Vergesst die Utopie!

Noch immer wird ein politisch vereintes Europa erträumt. Doch das ist nicht machbar, schreibt IW-Direktor Michael Hüther in der Süddeutschen Zeitung. Besser ist es, das Erreichte zu feiern: die Fiskal- und Bankenunion.

Die Debatte über die Rettungsarchitektur für Griechenland führt im fortgeschrittenen Stadium dazu, dass die Argumente geschärft werden, aber man kann auch den Eindruck haben, alles sei irgendwie gesagt und getan. Das erinnert, auch jahreszeitlich passend, an eine Zeile aus einem Abba-Song aus dem Jahr 1981: „When the summer's over and the dark clouds hide the sun, neither you nor I'm to blame when all is said and done.“

Für den Weg nach vorne, für die Frage, wie Europa künftig aussehen soll, hilft es jedenfalls wenig, die argumentativen Schlachten der letzten fünf Jahre erneut zu führen. Zumal es mit dem Wissen von heute ein Leichtes ist, Entscheidungen der Euro-Staaten aus den Jahren 2010 oder 2012 als Fehler zu bewerten. Gerne wird auch übersehen, dass für die eingetretene Krise nichts vorgedacht war, mal abgesehen vom (Irr-)Glauben, die Finanzmärkte würden fiskalpolitisches Fehlverhalten frühzeitig sanktionieren. Die denkbaren Antworten – auch das Nichtstun – widersprachen demnach dem europäischen Regelwerk. Ebenso wenig hilft es, wenn man, wie es Jeffrey Sachs in seinem Essay in dieser Zeitung getan hat, in dem er einen Schuldenschnitt für Griechenland gefordert hat, sich mit verfehlten historischen Vergleichen profiliert und daraus Mythen über die nationale Verantwortung Deutschlands ableitet.
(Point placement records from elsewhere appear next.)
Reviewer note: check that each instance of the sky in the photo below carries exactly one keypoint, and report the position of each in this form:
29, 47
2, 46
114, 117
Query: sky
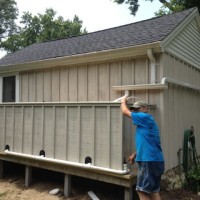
95, 14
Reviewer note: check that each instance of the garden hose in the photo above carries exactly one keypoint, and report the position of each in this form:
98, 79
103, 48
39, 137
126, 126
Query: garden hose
189, 150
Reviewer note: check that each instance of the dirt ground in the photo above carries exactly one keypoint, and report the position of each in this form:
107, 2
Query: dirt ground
12, 188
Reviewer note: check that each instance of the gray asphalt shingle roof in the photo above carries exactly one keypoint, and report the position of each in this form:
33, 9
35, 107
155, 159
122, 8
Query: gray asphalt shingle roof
144, 32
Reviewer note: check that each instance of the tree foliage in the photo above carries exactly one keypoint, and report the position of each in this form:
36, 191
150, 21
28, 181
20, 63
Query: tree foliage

Wichtig ist die Anerkenntnis, dass es die Masterlösung für Griechenland nicht gibt. Alle Alternativen verlangen eine Abwägung: Man muss die plausiblen Erwartungen über die Anpassungsleistungen der Griechen und deren ökonomische Wirkungen miteinander ins Verhältnis setzen. Gewissheiten gibt es nicht, weder für den Erfolg der Krisenpolitik noch über die Wirkung eines Grexit. Wer wie Hans-Werner Sinn in seinem Essay behauptet, das Arbeitsmarktproblem Griechenlands sei nur durch einen Austritt aus der Währungsunion zu lösen, der irrt. Es gibt stets mehrere Optionen, freilich mit unterschiedlichen Preisschildern. Darüber ist zu disputieren.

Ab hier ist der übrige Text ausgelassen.